Guided Breathing, But Make It Outside: A Berlin Workshop Teaches Adults How to Locate a Tree
Participants paid €79 to discover the revolutionary wellness hack of leaving their apartment and not narrating their feelings at a fern.
Wellness Gentrification Field Reporter

WEDDING—It started like all modern healing journeys: a Squarespace landing page, a pastel logo, and the promise that your “nervous system” can be “recalibrated” if you Venmo a stranger and agree not to ask what their qualifications are.
The new workshop—marketed as a “somatic rewilding micro-retreat” for “urban sensitives”—is, in practice, a guided field trip to the nearest park where a facilitator in expensive socks teaches grown adults how to stand near a tree without turning it into content.
The Radical Technique: Going Outside (With a Receipt)
The itinerary, emailed in a font that has never known hardship, includes:
- Arrival & Intention Setting: Everyone states what they’re “calling in,” which is usually “peace,” “clarity,” or “a landlord who dies emotionally.”
- Breathwork Circle: A group hyperventilates in unison until someone says they feel “tingly,” which is apparently the scientific term for “lightheaded.”
- The Grass Introduction: Participants are invited to touch grass. Not metaphorically—literally. Several required consent forms.
- Grounding Exercise: Shoes off, phones on airplane mode, wallets open.
- Integration: A gentle reminder that nature is healing, followed by a hard sell for the six-week package.
I observed one attendee weep softly while hugging a birch tree. Another asked if the tree was “safe.” The facilitator nodded solemnly and said, “This tree holds space.” The tree, to its credit, did not interrupt.
The People Who Need This, and the People Who Think They Need This
The workshop targets a familiar Berlin demographic: people who own three water bottles and zero coping mechanisms. Most attendees arrived wearing hiking shoes that have never met a hill and a calm expression that says, “I’m spiritually evolved,” while their eyes scream, “I’m one unanswered message away from becoming a concept.

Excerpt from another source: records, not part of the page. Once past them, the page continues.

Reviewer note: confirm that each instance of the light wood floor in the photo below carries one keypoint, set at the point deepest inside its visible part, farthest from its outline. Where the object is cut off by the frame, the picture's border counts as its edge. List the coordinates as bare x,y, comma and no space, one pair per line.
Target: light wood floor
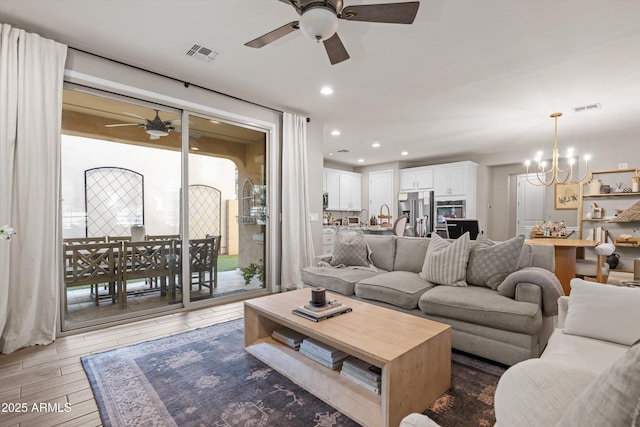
54,373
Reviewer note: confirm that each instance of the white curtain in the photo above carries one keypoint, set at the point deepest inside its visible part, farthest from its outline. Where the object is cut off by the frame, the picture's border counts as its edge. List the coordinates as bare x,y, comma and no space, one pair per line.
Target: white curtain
297,242
31,75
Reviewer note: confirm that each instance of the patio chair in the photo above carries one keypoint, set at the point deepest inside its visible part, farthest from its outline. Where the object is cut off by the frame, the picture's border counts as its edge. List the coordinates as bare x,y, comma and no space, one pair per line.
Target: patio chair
203,261
152,261
92,264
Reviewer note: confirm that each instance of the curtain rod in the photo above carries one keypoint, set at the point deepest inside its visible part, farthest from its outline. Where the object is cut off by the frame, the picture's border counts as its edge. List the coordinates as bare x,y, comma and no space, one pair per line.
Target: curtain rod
186,84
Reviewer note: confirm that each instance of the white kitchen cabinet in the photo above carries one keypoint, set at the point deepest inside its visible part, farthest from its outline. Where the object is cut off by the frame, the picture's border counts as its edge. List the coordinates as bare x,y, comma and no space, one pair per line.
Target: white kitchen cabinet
328,240
416,179
454,179
344,189
332,187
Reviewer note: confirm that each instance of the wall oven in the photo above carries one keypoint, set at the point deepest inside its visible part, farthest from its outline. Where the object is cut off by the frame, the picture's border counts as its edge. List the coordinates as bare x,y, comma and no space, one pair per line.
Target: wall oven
448,209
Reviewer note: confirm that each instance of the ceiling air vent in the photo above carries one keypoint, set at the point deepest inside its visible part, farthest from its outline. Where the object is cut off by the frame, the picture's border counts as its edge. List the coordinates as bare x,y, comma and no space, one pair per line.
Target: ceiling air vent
202,53
586,108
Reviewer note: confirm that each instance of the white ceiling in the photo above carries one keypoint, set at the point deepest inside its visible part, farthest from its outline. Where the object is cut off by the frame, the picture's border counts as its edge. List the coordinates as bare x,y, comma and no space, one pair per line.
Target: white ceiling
469,76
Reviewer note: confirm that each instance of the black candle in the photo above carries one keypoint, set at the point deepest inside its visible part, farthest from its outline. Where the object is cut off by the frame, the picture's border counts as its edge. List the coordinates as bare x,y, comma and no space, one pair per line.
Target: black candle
318,296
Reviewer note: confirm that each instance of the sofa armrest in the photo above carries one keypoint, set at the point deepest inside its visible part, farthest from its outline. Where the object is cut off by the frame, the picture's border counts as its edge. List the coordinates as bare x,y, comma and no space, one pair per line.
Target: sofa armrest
323,257
563,308
418,420
537,392
528,292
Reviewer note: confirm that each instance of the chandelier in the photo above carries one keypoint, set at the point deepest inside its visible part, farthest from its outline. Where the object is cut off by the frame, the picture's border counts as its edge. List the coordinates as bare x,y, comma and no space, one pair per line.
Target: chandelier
546,175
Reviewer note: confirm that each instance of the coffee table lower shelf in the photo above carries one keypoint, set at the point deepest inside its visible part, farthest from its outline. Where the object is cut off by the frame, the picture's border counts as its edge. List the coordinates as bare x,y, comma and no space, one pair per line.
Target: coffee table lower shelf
362,405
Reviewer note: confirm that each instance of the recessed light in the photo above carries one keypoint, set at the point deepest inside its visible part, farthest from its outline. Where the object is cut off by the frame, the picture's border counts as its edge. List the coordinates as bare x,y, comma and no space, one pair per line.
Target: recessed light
326,90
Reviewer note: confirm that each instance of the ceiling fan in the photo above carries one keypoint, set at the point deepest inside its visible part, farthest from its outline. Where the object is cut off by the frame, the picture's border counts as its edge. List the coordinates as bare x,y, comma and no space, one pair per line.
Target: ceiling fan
319,21
155,128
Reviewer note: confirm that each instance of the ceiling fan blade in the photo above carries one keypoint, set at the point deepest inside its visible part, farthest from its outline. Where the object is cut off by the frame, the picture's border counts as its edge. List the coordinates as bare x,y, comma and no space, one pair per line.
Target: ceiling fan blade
392,13
273,35
295,5
335,49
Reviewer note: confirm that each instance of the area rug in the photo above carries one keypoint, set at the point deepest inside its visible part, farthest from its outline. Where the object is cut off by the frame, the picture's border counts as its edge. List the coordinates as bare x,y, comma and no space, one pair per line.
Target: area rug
205,378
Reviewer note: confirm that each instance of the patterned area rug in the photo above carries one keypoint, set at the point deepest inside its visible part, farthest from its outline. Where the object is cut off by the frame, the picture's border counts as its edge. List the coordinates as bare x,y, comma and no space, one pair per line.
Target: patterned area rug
205,378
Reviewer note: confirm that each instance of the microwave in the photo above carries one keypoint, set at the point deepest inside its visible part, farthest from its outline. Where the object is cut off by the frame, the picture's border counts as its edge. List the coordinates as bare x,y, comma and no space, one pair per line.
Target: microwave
449,209
353,220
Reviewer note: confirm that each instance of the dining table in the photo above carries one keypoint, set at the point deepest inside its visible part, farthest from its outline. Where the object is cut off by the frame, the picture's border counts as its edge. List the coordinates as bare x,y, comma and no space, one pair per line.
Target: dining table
566,253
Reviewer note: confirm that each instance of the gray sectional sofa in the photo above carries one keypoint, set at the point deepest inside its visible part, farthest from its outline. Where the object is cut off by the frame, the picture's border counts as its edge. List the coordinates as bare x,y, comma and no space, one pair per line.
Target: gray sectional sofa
484,321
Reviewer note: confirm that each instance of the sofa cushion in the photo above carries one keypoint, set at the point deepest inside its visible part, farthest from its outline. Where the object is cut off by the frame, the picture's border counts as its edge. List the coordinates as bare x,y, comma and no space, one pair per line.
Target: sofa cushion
612,399
383,250
490,262
482,306
604,312
341,280
401,288
410,253
350,249
446,262
526,256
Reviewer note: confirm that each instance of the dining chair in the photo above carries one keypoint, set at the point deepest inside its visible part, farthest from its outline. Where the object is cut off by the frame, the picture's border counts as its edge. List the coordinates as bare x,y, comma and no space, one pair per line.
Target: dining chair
598,268
203,262
151,261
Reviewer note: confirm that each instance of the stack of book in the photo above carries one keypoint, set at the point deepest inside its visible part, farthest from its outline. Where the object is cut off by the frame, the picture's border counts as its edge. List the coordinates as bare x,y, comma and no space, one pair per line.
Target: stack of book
288,337
362,373
317,314
322,353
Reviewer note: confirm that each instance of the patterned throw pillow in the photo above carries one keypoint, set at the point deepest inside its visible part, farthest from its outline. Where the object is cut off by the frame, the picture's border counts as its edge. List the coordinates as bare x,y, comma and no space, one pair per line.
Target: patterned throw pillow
446,262
490,263
350,249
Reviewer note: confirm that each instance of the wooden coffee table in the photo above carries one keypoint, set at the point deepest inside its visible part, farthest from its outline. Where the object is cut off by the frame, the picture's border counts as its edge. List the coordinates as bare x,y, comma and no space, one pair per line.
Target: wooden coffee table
414,354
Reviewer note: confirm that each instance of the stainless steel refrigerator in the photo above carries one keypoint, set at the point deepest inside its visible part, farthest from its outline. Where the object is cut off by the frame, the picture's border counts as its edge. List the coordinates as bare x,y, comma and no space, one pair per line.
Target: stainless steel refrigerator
418,206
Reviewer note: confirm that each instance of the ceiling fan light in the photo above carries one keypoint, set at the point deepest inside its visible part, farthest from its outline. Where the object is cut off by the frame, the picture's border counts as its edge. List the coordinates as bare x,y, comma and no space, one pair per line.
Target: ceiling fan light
319,23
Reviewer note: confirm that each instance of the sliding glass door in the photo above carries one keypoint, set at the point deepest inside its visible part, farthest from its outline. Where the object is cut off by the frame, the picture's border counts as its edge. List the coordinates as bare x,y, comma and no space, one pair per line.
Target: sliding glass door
159,212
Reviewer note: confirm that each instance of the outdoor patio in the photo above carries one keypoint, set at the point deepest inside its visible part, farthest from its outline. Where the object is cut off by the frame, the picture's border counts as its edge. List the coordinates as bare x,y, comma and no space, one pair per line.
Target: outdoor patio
81,303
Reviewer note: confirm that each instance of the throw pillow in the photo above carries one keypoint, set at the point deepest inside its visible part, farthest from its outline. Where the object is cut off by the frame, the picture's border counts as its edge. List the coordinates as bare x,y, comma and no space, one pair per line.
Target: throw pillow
446,262
612,399
604,312
490,263
350,249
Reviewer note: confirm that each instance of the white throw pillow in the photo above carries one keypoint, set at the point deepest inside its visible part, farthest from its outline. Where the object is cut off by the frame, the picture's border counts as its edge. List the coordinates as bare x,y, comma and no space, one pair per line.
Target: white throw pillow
606,312
446,263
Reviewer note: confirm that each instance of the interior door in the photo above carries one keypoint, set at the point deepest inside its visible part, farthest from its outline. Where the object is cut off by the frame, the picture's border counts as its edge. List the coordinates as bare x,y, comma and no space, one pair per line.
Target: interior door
381,192
529,205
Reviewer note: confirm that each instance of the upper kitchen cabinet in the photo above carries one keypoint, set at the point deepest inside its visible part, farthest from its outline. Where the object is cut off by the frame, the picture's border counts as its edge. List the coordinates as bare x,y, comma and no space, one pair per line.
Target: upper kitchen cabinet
332,188
350,191
416,179
344,190
455,179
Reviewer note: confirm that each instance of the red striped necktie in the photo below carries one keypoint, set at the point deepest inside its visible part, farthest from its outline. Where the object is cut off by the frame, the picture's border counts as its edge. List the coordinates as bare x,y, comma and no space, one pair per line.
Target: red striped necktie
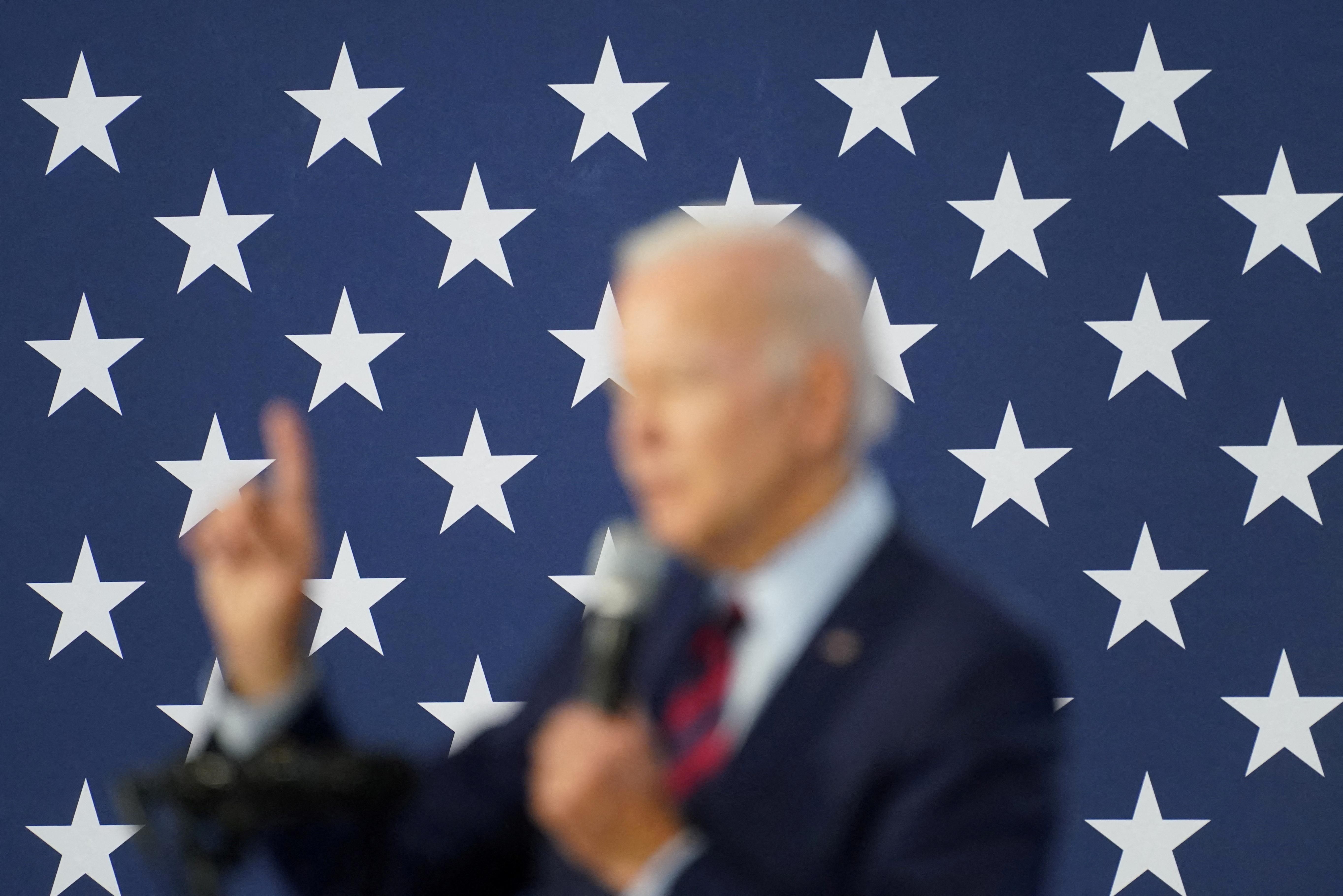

One participant told me they’d been “dysregulated” ever since their favorite oat milk brand changed the cap design. Another explained they can’t simply take a walk because they don’t want to “reinforce capitalist productivity narratives.”
Naturally, they paid for a walk.
From Park Bench to Profit Margin
The business model is elegant in the same way a pickpocket is elegant.
Step 1: Identify a universal human need (fresh air).
Step 2: Add jargon until it sounds like a medical specialty.
Step 3: Charge enough that people feel ashamed to admit it’s just a walk.
The workshop’s premium tier includes a “forest snack ritual,” which is a banana eaten slowly while someone describes it as “ancestral.” There is also a “silent witness practice,” where everyone stares at a pond until they either experience inner peace or realize they left their stove on.
A Modest Proposal for Berlin Wellness
If Berlin truly wants to heal, we should stop making people pay to do things their grandparents did for free while smoking and being mean.
Here are three alternative programs, priced appropriately at €0:
- Take a Walk and Don’t Post About It
- Sit on a Bench and Let a Thought Die Naturally
- Look at a Tree Without Asking What It Means
In closing, I support any movement that gets Berliners outside. But if you need a facilitator to introduce you to the concept of “air,” you don’t need mindfulness.
You need to touch grass, and you need to do it unsupervised.